(M) ★★
Director: Patty Jenkins.
Cast: Gal Gadot, Chris Pine, Kristen Wiig, Pedro Pascal, Lilly Aspell, Robin Wright, Connie Nielsen, Kristoffer Polaha, Amr Waked.
"Don't tell anyone, but I'm stealing this man." |
Wonder Woman is far and away the best film of the DCEU. After the varying levels of disappointment that were Man Of Steel, Batman Vs Superman, and Suicide Squad, Gal Gadot rocked up in her Amazonian armour and kicked butt, literally and cinematically.
All that only makes this haphazard sequel all the more disheartening. After getting so much right first time around, WW84 has moments of good spectacle but fails to nail the heart or solid storytelling of the original. It labours its well-meaning themes, litters its trail with plot-holes and poor writing, and wastes its opportunities and cast.
Moving on from the WWI setting of the first film, the sequel finds Diana Prince (Gadot) in Washington DC circa 1984, where she works at the Smithsonian. Although trying to keep a low profile, she occasionally dons her Wonder Woman costume to not-so-quietly catch crooks and save the day.
These dual jobs bring her into contact with a magical MacGuffin with the ability to grant wishes. Soon shifty conman Maxwell Lord (Pascal) is on the scene, keen to use the "Dreamstone" to build his business empire and maybe take over the world in the process.

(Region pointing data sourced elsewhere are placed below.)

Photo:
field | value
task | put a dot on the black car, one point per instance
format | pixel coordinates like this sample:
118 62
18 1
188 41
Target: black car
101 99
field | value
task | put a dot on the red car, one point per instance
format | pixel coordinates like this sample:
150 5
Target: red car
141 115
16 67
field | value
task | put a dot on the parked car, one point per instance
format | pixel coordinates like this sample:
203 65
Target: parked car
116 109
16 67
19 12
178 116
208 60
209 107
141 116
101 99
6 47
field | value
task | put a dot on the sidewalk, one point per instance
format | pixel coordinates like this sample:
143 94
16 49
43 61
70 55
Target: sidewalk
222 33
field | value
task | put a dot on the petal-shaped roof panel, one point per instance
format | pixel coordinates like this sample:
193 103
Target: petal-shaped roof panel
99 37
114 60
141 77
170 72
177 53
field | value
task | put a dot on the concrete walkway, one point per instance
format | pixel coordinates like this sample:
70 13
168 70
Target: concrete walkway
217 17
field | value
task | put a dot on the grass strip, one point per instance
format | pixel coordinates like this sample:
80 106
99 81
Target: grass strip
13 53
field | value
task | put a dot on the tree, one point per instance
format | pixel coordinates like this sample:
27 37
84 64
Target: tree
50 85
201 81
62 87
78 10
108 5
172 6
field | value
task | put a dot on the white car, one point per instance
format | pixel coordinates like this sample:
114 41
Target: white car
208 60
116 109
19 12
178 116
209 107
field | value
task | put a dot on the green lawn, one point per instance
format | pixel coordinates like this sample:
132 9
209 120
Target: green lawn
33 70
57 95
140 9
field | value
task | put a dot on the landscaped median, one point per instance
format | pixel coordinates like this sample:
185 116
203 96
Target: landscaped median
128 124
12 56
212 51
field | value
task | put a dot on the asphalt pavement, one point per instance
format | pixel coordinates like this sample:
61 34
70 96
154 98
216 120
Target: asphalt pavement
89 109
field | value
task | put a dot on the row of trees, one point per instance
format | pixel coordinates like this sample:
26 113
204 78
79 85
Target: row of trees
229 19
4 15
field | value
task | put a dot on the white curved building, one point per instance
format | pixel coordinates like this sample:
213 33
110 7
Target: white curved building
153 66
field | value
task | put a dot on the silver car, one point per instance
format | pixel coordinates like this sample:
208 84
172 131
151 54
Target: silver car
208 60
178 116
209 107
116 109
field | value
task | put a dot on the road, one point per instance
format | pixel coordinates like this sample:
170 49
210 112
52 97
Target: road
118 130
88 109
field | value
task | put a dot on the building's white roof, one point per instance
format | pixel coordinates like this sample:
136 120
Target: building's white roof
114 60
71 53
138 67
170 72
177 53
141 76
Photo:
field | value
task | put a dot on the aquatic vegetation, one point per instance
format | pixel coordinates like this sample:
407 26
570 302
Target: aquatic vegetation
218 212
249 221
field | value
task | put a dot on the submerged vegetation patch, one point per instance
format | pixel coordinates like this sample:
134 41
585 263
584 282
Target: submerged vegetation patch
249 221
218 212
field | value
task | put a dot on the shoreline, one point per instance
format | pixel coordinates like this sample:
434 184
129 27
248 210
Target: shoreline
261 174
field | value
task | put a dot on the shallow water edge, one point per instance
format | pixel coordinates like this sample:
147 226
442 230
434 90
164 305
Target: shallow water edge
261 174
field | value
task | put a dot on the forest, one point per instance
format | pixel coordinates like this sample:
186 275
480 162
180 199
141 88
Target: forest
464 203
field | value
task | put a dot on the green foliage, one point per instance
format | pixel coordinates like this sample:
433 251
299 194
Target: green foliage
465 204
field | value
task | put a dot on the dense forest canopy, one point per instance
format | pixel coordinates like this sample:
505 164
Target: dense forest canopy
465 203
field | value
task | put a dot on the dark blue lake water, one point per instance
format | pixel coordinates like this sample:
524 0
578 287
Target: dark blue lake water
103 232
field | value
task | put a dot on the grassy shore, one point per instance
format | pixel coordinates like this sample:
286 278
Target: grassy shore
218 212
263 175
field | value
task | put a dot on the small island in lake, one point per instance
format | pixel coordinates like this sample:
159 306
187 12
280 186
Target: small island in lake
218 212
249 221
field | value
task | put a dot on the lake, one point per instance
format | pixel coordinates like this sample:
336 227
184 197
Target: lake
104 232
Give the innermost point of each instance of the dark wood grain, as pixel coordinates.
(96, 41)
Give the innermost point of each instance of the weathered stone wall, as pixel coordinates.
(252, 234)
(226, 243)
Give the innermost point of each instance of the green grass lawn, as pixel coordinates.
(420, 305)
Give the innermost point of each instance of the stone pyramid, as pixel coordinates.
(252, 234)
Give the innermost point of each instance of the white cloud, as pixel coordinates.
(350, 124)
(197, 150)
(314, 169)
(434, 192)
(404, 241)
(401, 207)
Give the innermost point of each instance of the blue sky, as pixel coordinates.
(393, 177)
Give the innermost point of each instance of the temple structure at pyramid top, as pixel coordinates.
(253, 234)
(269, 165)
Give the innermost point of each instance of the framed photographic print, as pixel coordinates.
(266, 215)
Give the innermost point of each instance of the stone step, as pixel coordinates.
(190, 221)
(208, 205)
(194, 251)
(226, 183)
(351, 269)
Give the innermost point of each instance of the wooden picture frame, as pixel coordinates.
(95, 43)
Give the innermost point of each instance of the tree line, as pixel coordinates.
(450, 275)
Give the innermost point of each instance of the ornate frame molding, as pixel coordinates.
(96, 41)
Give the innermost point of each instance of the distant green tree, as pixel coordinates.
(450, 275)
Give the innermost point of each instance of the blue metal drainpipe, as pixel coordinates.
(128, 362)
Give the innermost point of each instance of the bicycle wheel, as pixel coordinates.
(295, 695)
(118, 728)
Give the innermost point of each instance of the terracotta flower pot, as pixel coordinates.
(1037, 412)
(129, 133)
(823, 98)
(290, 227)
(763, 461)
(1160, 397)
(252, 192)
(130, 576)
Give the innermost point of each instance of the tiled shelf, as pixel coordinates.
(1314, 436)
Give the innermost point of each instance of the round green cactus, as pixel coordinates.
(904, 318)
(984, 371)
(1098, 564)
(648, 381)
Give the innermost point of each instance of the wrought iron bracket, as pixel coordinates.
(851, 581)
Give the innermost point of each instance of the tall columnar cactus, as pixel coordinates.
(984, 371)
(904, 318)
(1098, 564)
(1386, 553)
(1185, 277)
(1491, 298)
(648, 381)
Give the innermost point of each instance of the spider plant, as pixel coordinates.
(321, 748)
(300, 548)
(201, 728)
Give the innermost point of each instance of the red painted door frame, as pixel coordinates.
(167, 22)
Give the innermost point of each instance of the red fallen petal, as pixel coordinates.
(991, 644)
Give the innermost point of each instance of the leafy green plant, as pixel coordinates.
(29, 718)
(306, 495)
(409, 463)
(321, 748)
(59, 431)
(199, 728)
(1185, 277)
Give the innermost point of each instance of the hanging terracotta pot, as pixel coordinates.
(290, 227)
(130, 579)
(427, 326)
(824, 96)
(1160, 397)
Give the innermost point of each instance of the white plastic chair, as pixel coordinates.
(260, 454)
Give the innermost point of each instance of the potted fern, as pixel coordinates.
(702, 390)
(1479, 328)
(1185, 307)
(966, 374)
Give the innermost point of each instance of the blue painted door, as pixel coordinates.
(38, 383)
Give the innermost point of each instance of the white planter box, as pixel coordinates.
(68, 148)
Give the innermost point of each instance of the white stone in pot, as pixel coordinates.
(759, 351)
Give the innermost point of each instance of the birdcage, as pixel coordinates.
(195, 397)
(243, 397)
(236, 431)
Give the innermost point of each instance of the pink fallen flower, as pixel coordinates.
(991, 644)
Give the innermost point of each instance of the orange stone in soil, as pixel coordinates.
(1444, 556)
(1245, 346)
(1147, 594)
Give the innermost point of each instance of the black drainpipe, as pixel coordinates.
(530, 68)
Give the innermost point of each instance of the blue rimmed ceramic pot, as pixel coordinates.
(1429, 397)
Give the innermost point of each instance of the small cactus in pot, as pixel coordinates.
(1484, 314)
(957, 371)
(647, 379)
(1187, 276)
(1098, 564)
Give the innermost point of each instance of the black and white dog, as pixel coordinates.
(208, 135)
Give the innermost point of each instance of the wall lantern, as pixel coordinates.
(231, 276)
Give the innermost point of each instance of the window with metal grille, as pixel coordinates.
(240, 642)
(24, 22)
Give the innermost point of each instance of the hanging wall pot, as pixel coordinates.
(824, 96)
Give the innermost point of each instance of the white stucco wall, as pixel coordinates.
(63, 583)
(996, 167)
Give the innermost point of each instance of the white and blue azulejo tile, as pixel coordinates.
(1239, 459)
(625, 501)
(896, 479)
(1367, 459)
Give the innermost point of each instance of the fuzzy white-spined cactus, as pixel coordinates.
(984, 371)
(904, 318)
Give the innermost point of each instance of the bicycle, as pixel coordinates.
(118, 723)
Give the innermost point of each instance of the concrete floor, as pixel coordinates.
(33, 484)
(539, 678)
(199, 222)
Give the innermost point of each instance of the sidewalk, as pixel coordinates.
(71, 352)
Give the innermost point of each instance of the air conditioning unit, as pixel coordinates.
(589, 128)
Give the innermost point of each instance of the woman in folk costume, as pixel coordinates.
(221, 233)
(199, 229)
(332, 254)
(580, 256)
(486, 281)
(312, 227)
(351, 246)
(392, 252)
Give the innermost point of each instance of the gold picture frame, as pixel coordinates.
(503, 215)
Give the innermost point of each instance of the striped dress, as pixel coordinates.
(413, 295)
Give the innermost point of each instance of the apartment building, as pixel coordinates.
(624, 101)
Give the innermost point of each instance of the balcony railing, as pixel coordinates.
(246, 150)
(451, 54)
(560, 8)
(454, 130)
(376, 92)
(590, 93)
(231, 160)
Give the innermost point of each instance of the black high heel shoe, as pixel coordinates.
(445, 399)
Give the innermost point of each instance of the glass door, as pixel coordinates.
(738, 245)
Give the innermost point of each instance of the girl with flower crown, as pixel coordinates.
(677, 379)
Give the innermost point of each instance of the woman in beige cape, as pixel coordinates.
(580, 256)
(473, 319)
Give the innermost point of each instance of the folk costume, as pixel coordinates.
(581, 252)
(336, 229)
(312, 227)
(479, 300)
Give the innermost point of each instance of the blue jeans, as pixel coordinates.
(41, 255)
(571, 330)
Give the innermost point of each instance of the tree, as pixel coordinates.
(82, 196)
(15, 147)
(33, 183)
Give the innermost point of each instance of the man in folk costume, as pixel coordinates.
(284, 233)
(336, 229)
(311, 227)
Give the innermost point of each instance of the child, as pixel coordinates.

Wonder Woman 1984 has some fun with its '80s setting, invoking the films of the era in an opening shopping mall jewel heist, and throwing seemingly endless digs at the fashions of the time. The decade also plays into one of the themes - that greed, for lack of a better word, is bad.
But this is just one of the many themes threaded together to form an ugly, tattered theme-quilt that doesn't hold together. On top of "greed is bad" comes "love is good", "truth is good", "you have to earn stuff" and "be careful what you wish for" - all reasonable ideas, all dealt with poorly here. They come off as disappointing clichés either fitfully explored or painfully laboured.
Equally frustrating is the script's rule-bending and a bizarre willingness to seemingly make stuff up on the fly. Case in point: if you have a device that grants only one wish to everyone, then you can't change it to grant someone two wishes two-thirds of the way through. Similarly, if you have a character with lots of powers, including the ability to turn things invisible, you probably want to set that up, rather than just drop it into one pointless (but pretty) scene and then never use it again.
All this is a shame because Gadot is magnetic yet again in the lead role, perfectly balancing godliness and humanity, brains and brawn. She heads a superb cast, which only makes it all the more disappointing. Wiig is great at showcasing Barbara Ann Minerva's transformation, even if we do get a horribly fake scene where Wonder Woman tells us how funny and charming Barbara is, rather than the film just showing us how funny and charming Barbara is.
Pascal is also excellent as Lord, one of DC Comics' many cool villains. He gives Lord a level of desperation that underscores his greed, and goes enjoyably over-the-top in places, even if his denouement feels forced.
There is some great spectacle here, although sometimes at the expense of the film's own sense of reason. The characters and cast are cool, but again they're not enough to drown out the bad writing. After such a stirring debut, it's pains me to say that Wonder Woman 1984 isn't that wonderful.